Den Harsumern scheint’s ganz und gar nicht egal zu sein, wer künftig in ihrem Rathaus das Sagen hat. Die Podiumsdiskussion der Kolpingsfamilie Harsum mit den drei Kandidaten für das Bürgermeisteramt stieß auf enormes Interesse. Im Pfarrheim von St. Cäcilia wollten gut 130 Menschen Amtsinhaber Gundolf Kemnah (CDU) sowie seinen Herausforderern Birgit Beulen (SPD) und Jürgen Sander (Grüne) auf den Zahn fühlen.

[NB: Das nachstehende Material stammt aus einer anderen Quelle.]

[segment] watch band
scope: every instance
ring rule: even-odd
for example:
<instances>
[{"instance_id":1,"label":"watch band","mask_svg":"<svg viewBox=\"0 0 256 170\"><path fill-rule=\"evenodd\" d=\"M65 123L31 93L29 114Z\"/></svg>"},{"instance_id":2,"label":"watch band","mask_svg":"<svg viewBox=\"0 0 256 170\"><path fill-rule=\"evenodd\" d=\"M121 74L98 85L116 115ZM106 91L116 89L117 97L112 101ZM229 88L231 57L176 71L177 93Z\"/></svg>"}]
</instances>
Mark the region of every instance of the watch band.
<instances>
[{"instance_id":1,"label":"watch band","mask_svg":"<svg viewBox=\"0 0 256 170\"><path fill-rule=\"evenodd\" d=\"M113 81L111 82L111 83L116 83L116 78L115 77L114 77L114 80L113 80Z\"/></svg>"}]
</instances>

Moderat im Ton, aber hart in der Sache / Mehr als 130 Zuhörer bei Podiumsdiskussion im Pfarrheim

(Hildesheimer Allg. Zeitung, 02.09.11) Harsum. Den Harsumern scheint’s ganz und gar nicht egal zu sein, wer künftig in ihrem Rathaus das Sagen hat. Die Podiumsdiskussion der Kolpingsfamilie Harsum mit den drei Kandidaten für das Bürgermeisteramt stieß auf enormes Interesse. Im Pfarrheim von St. Cäcilia wollten gut 130 Menschen Amtsinhaber Gundolf Kemnah (CDU) sowie seinen Herausforderern Birgit Beulen (SPD) und Jürgen Sander (Grüne) auf den Zahn fühlen. Und herausfinden: Wem gebe ich am 11. September meine Stimme?

Die Kolpingsfamilien aus der Gemeinde hatten Fragen zu fünf Themenkomplexen zusammengestellt. Und die waren ziemlich konkret: Was will der neue Bürgermeister tun, damit Harsum lebenswert bleibt? Wo will er sparen, um die Schulden abzubauen? Was gedenkt er für die Jugendlichen in der Gemeinde zu tun? Wie können neue Firmen angesiedelt werden und wie steht es um die Verkehrssicherheit in den neun Ortschaften? Mit dem Sarstedter Heinrich Albers hatte die Kolpingsfamilie einen Moderator auf dem Podium, der sich in der Materie bestens auskennt. Albers war selbst in der Kommunalverwaltung tätig, unter anderem als Gemeindedirektor im Emsland.

Die Kandidaten gingen recht pfleglich miteinander um, verzichteten auf Polemik oder persönliche Angriffe. Sie diskutierten moderat im Ton, aber hart in der Sache. Kemnah versuchte, in der Rolle des erfahrenen Verwaltungsexperten zu punkten, Beulen als unkonventionelle Macherin, Sander als Visionär mit neuen, auch ungewohnten Ideen.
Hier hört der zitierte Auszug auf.